A business group and 26 U.S. states that brought the lawsuit say that if the court strikes down the mandate, the rest of the law would be “hollowed out” and untenable. Liberals lean the other way, saying parts of the law could work without the mandate.

Beyond meeting the costs of the healthcare law, the CBO estimated the new taxes would also reduce the federal budget deficit over 2012-2021 by about $210 billion, though that number is disputed by some who object to its basis.

HYBRID APPROACH?

In ruling on the lawsuit, the Supreme Court could take a hybrid approach to the tax issues. It might distinguish between provisions closely linked to the individual mandate and those that are not, lawyers and other experts said.

“That is where the uncertainty comes into play,” said Garrett Fenton, a healthcare tax lawyer at the law firm Miller Chevalier. “Which provisions are they going to invalidate? The employer penalty? Tax credits for small business?”

That could mean that the tax provisions of the law most likely to survive a court ruling against the mandate would be those least related to healthcare. Examples of this might include the tax on investment income that kicks in next year.

Voters are sour on the individual mandate in some opinion polls, but other provisions in the overhaul are popular, such as a requirement that insurers provide coverage for young adults on parents’ plans and a ban on insurer discrimination based on pre-existing medical conditions.

“It is much harder to predict how the American people will view the tax breaks, particularly those for small businesses, that will also be struck down if the entire law is ruled unconstitutional,” Sracic said.
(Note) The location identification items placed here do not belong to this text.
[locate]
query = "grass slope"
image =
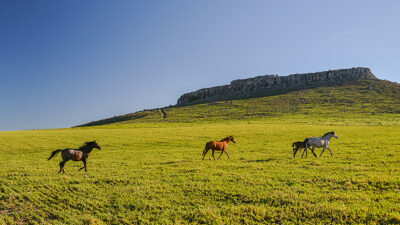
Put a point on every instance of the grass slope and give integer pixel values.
(150, 169)
(366, 98)
(153, 173)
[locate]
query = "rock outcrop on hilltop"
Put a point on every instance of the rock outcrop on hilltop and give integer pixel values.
(268, 85)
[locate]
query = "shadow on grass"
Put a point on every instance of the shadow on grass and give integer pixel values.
(262, 160)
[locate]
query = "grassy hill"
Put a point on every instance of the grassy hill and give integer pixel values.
(368, 98)
(149, 170)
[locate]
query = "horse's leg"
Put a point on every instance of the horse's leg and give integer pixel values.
(84, 165)
(322, 151)
(61, 166)
(305, 151)
(205, 152)
(295, 151)
(329, 150)
(312, 150)
(222, 152)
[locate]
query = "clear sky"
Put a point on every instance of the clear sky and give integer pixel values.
(64, 63)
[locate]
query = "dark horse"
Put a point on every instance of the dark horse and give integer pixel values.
(219, 146)
(80, 154)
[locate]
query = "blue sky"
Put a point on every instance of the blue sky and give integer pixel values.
(63, 63)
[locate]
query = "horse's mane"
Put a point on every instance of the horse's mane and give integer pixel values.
(84, 145)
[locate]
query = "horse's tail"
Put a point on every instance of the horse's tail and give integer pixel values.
(54, 153)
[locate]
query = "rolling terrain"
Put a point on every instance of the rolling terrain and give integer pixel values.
(150, 170)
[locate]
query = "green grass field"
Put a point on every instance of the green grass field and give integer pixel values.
(150, 168)
(153, 173)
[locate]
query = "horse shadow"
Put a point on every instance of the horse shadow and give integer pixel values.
(262, 160)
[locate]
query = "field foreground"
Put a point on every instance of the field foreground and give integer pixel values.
(153, 173)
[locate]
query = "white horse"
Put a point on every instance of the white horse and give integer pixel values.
(320, 142)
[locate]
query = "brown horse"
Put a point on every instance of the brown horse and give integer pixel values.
(299, 145)
(80, 154)
(219, 146)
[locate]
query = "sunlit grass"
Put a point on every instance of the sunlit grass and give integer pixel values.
(153, 173)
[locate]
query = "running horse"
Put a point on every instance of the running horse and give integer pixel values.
(320, 142)
(218, 146)
(80, 154)
(299, 145)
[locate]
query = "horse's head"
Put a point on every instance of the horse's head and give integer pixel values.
(93, 144)
(334, 134)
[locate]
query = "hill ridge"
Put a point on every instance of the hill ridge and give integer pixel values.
(268, 85)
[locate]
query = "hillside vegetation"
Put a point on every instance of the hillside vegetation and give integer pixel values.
(150, 171)
(363, 99)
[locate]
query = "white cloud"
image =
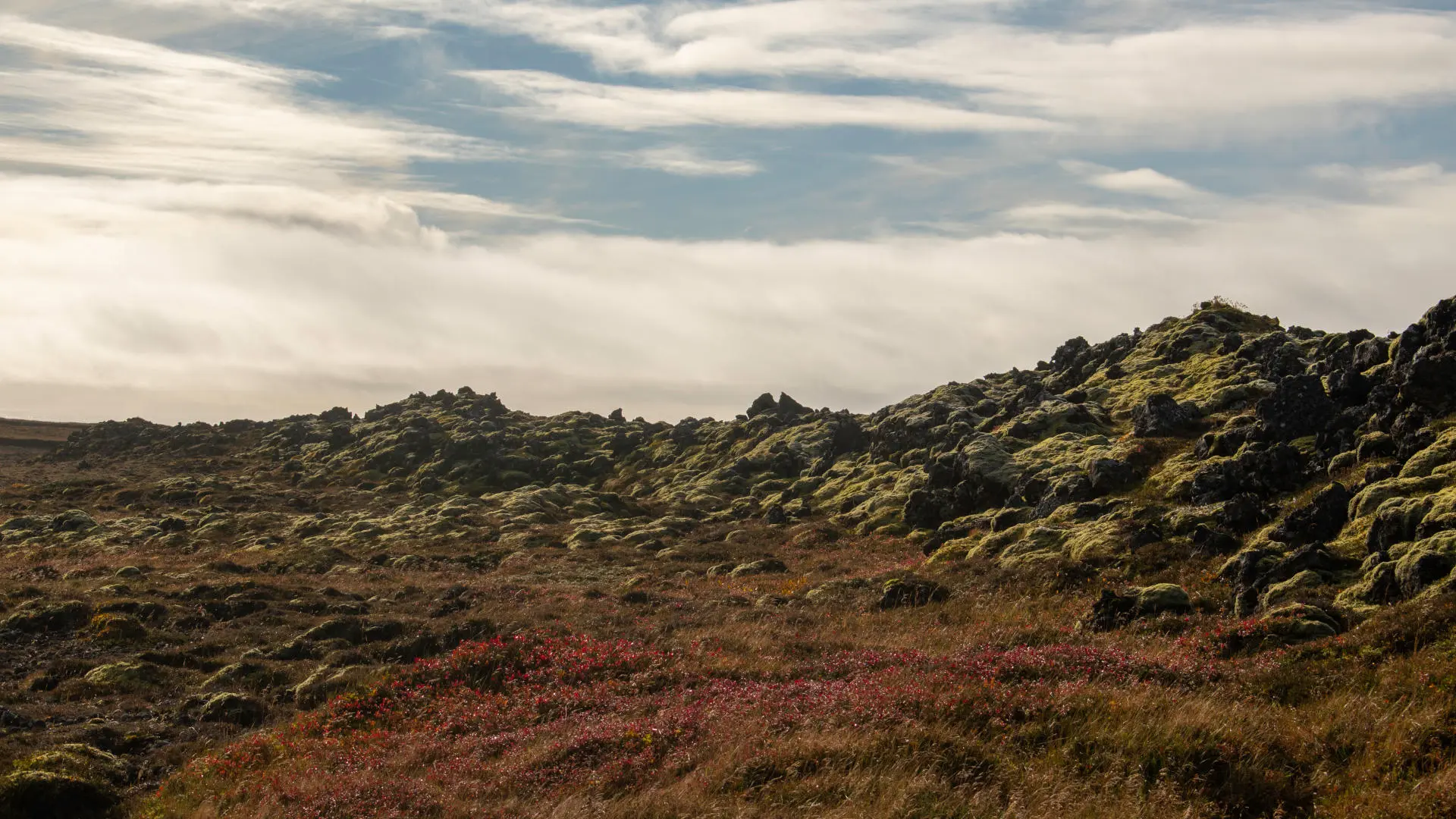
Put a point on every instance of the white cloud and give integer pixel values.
(1144, 181)
(121, 126)
(1071, 218)
(1191, 76)
(686, 161)
(631, 108)
(1379, 175)
(280, 318)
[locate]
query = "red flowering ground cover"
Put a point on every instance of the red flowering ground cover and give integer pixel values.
(500, 726)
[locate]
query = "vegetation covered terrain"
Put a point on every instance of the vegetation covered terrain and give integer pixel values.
(1196, 570)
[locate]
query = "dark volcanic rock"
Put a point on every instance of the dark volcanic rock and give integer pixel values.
(1298, 407)
(912, 592)
(1163, 416)
(1318, 521)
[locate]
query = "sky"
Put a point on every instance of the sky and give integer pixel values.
(220, 209)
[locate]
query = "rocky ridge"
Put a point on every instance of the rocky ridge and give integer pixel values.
(1313, 474)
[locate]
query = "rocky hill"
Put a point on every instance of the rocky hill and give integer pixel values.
(1274, 490)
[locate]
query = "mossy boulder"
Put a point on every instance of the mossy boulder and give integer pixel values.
(767, 566)
(910, 591)
(1164, 598)
(73, 521)
(124, 676)
(52, 618)
(1116, 610)
(117, 629)
(41, 795)
(234, 708)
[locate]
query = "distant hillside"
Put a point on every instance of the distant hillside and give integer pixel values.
(34, 435)
(1201, 569)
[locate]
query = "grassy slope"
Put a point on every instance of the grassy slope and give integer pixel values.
(449, 518)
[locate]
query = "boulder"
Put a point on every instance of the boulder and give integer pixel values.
(1110, 475)
(1298, 409)
(912, 592)
(124, 676)
(769, 566)
(55, 618)
(41, 795)
(338, 629)
(117, 629)
(1316, 522)
(1419, 569)
(234, 708)
(1163, 598)
(1114, 610)
(73, 521)
(1161, 416)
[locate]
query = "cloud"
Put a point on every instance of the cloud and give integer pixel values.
(286, 316)
(1238, 74)
(1379, 175)
(1071, 218)
(1144, 181)
(102, 124)
(1185, 74)
(631, 108)
(685, 161)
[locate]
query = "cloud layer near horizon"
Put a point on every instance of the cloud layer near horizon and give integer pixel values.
(672, 209)
(184, 306)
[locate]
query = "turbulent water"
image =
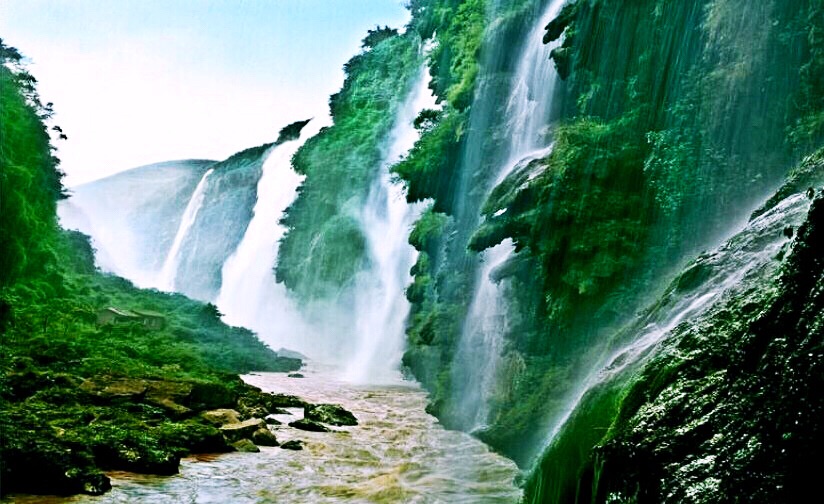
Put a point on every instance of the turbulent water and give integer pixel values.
(249, 295)
(527, 117)
(381, 306)
(397, 453)
(169, 270)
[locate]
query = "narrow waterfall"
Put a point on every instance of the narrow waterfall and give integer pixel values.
(482, 339)
(249, 295)
(166, 277)
(744, 260)
(381, 306)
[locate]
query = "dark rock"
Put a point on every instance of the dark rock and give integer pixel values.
(293, 444)
(245, 429)
(264, 437)
(286, 401)
(309, 425)
(221, 417)
(332, 414)
(245, 446)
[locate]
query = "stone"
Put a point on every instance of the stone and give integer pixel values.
(292, 444)
(332, 414)
(221, 416)
(245, 446)
(115, 388)
(309, 425)
(264, 437)
(236, 431)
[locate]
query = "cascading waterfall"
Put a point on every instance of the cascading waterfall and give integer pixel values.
(734, 265)
(381, 306)
(249, 295)
(484, 330)
(166, 278)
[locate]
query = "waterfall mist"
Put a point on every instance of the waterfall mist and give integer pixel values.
(249, 295)
(380, 304)
(483, 335)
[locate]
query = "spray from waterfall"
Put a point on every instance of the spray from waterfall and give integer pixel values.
(527, 115)
(166, 278)
(381, 306)
(249, 295)
(747, 254)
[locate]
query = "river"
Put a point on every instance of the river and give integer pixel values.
(397, 453)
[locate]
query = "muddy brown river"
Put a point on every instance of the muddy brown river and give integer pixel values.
(398, 453)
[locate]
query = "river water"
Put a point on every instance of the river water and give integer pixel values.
(397, 453)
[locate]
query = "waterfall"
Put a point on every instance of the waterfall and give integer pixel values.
(381, 306)
(527, 116)
(249, 295)
(166, 278)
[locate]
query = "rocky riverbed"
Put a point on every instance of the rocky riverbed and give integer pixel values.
(395, 453)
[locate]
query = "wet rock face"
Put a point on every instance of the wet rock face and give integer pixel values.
(332, 414)
(294, 444)
(309, 425)
(236, 431)
(731, 409)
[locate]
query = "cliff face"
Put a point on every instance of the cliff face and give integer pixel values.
(672, 122)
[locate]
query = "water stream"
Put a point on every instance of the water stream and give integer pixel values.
(381, 306)
(485, 328)
(397, 453)
(168, 272)
(745, 258)
(249, 295)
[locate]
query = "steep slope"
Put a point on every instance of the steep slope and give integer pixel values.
(79, 395)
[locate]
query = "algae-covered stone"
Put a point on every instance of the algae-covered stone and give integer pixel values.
(245, 429)
(221, 416)
(309, 425)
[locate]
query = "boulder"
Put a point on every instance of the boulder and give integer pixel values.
(245, 446)
(108, 387)
(264, 437)
(240, 430)
(221, 416)
(332, 414)
(293, 444)
(286, 401)
(309, 425)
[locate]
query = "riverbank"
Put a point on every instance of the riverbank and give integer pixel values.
(396, 453)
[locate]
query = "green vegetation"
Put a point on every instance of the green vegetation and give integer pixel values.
(78, 396)
(324, 245)
(672, 117)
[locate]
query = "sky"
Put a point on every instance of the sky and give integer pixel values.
(136, 82)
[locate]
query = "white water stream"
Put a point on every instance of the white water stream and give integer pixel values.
(483, 336)
(166, 278)
(381, 307)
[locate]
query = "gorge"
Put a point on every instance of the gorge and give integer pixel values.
(543, 250)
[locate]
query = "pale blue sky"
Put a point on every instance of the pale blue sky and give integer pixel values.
(136, 82)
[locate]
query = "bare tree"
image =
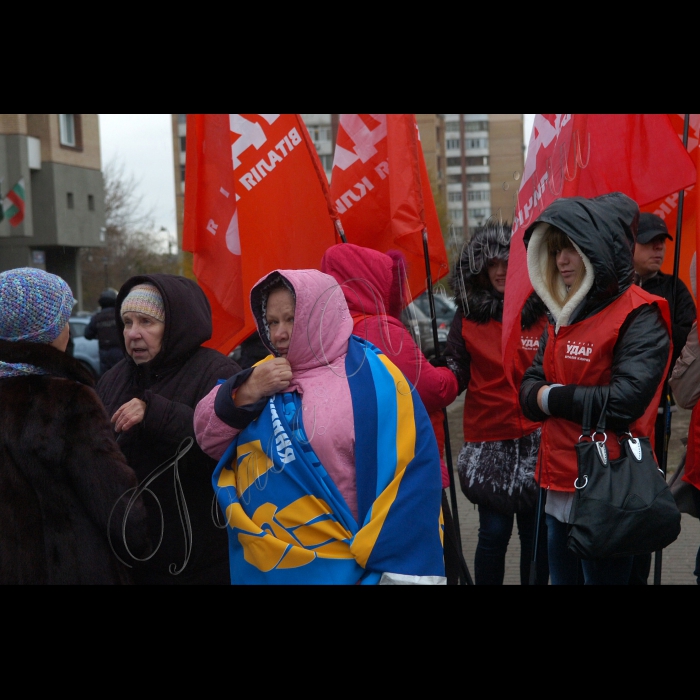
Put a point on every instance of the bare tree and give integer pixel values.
(131, 244)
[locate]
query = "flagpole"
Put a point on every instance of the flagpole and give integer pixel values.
(674, 289)
(448, 447)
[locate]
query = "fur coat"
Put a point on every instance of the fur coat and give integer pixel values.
(61, 476)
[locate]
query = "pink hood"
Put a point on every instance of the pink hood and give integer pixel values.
(317, 350)
(322, 321)
(369, 278)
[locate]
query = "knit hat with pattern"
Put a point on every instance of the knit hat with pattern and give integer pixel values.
(34, 305)
(144, 299)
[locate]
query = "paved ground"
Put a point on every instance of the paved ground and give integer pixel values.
(677, 560)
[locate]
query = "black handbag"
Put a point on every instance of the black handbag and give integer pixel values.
(621, 507)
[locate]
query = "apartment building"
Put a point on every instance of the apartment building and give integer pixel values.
(484, 162)
(57, 156)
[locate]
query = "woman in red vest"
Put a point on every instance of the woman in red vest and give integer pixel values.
(605, 331)
(497, 462)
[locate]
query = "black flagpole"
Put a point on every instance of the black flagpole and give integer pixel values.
(466, 577)
(676, 265)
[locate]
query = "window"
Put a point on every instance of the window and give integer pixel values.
(477, 143)
(476, 126)
(70, 133)
(66, 124)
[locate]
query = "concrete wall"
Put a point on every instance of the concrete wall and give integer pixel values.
(54, 222)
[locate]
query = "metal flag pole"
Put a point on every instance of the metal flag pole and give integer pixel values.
(674, 288)
(465, 575)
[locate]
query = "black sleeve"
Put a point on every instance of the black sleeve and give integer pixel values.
(639, 362)
(91, 328)
(532, 381)
(237, 416)
(685, 313)
(457, 357)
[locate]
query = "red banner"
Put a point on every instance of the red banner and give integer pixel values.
(667, 207)
(256, 199)
(382, 192)
(588, 155)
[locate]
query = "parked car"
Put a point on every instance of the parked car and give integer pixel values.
(420, 325)
(87, 351)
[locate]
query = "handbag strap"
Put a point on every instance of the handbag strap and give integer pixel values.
(588, 410)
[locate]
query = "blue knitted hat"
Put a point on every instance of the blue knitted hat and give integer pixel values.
(34, 305)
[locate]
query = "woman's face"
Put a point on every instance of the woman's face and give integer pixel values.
(279, 315)
(497, 274)
(569, 263)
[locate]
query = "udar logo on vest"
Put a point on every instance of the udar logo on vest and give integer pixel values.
(578, 351)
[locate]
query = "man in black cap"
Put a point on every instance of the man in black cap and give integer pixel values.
(649, 253)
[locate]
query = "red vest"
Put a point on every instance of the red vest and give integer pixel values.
(692, 457)
(491, 405)
(582, 354)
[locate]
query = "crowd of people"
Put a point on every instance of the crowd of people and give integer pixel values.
(320, 458)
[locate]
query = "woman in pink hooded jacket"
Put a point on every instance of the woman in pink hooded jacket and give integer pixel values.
(329, 469)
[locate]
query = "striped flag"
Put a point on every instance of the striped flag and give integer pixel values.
(13, 204)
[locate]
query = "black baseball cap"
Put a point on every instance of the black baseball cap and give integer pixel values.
(651, 226)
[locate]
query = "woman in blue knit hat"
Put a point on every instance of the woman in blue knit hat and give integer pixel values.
(64, 480)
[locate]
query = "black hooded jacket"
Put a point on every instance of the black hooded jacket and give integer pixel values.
(171, 385)
(604, 229)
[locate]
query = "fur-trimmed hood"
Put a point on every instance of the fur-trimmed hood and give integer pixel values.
(474, 293)
(603, 230)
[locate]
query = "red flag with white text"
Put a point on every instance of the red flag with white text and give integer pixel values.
(667, 207)
(588, 155)
(381, 190)
(256, 199)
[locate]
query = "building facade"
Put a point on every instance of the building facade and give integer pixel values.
(474, 161)
(484, 163)
(57, 156)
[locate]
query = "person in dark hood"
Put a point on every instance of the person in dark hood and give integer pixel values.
(497, 462)
(649, 254)
(103, 328)
(63, 479)
(163, 321)
(605, 331)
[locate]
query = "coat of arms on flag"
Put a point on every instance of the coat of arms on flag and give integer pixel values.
(13, 204)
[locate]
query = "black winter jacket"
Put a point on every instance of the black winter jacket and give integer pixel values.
(604, 229)
(661, 284)
(171, 385)
(61, 474)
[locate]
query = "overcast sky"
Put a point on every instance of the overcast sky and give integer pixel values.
(143, 144)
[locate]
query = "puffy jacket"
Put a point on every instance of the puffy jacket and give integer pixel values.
(171, 385)
(603, 229)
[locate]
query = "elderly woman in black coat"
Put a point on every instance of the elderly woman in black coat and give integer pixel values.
(163, 321)
(65, 484)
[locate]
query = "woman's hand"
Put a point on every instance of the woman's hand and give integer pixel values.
(129, 415)
(267, 379)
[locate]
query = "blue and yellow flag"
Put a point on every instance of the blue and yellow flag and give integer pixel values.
(287, 521)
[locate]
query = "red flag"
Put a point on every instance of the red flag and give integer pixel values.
(256, 199)
(667, 207)
(588, 155)
(382, 192)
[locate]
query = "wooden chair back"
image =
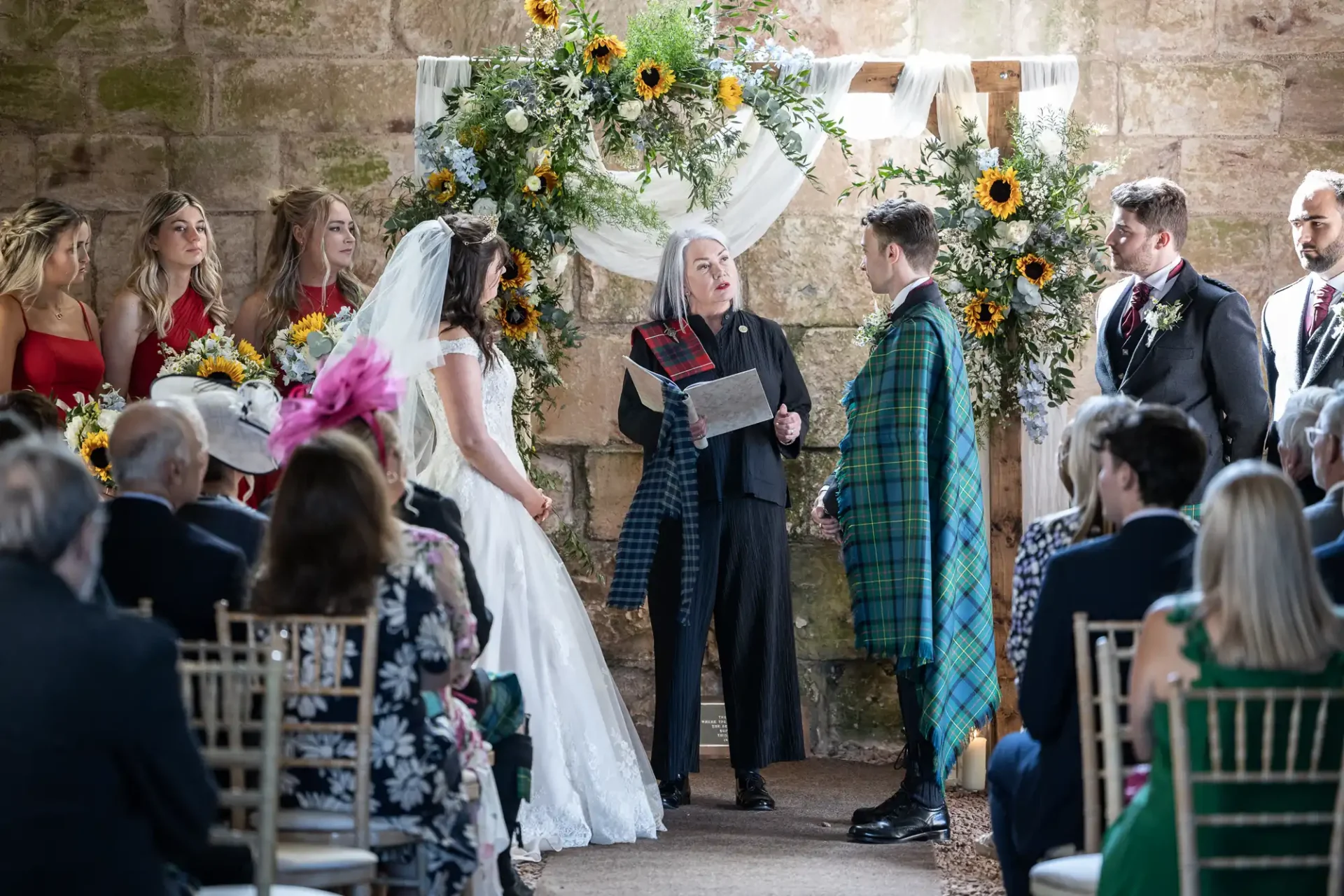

The wealthiest Americans would bear the heaviest burden of the law’s new taxes. The richest 1 percent, with average incomes of about $1.5 million, would pay an average $21,000 more in annual taxes under the law’s new investment and wage taxes, according to the centrist Tax Policy Center.

If the entire law or part of it is overturned, there is precedent for refunds, according to experts.

For tax breaks already in place, such as the small business tax credits, asking for retroactive payment may be politically unpopular, so Congress might step in and waive taxes owed, Viard said.